I trained an XGBClassifer on a few hundred samples (around 90% of the samples belong to one class), and there is the same distribution (9:1) for train and test sets, but the model is overfitting:
# Scale data
X_train_scaled, X_test_scaled = scale_data(X_train, X_test)

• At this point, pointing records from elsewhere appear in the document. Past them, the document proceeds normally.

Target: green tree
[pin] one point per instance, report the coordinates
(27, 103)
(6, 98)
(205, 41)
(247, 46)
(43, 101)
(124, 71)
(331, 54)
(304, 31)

# Eval metrics and early stopping
XGBC = XGBClassifier(random_state = 42, eval_metric = ['auc', 'logloss'],
early_stopping_rounds = 5)
# A parameter grid for XGBoost
params = {
'learning_rate': [ 0.1, 0.02, 0.03, 0.04],
'n_estimators': [300, 400, 500],
'max_depth': [2, 3, 6, 8],
'random_state': [42],
'scale_pos_weight': [9.0], # total negative/positive classes
'lambda': [1, 5, 7],
'alpha':[0, 5, 7],
'max_delta_step': [0, 1, 3, 5],
'gamma': [0, 2, 4, 5 ],
'subsample': [0.7, 0.8, 0.9],
'colsample_bytree':[0.4, 0.5],
'colsample_bylevel':[0.4, 0.5],
'colsample_bynode':[0.4, 0.5],
'min_child_weight': [3, 5, 7]
}
# Parameters to fit
fit_parms = {'eval_set': [(X_train_scaled, y_train), (X_test_scaled, y_test)],
'verbose': False
}
# Stratified cv
skf = StratifiedKFold(5)
# Call grid search cv
grid = GridSearchCV(
estimator = XGBC,
param_grid =params,
scoring = 'roc_auc',
n_jobs = 32,
cv = skf.split(X_train_scaled, y_train),
verbose = 1,
refit=True
)
# Fit model
grid.fit(X_train_scaled, y_train, **fit_parms)
# Get the best estimator
best_model = grid.best_estimator_
# Get the evaluation results
best_evals_result = best_model.evals_result()
metrics = ['auc', 'logloss']
ylabs = ['AUC', 'log loss']
titles = ['XGBoost AUC', 'XGBoost log loss']
plt.figure(figsize=(8,3), dpi= 300)
for i in range(len(metrics)):
plt.subplot(1, 2, i+1)
basic_plot(yvals=best_evals_result, metric = metrics[i],
xlab = 'Iterations', ylab = ylabs[i], title = titles[i])
plt.tight_layout()
I tried to control the parameters for overfitting, such as max_depth, scale_pos_weight, max_delta_step, and colsample_bytree, but it is not working. Here are the best parameters from the above search. Any ideas will be very helpful.
{'alpha': 5,
'colsample_bylevel': 0.4,
'colsample_bynode': 0.4,
'colsample_bytree': 0.5,
'gamma': 2,
'lambda': 5,
'learning_rate': 0.1,
'max_delta_step': 0,
'max_depth': 3,
'min_child_weight': 5,
'n_estimators': 300,
'random_state': 42,
'scale_pos_weight': 9.0,
'subsample': 0.8}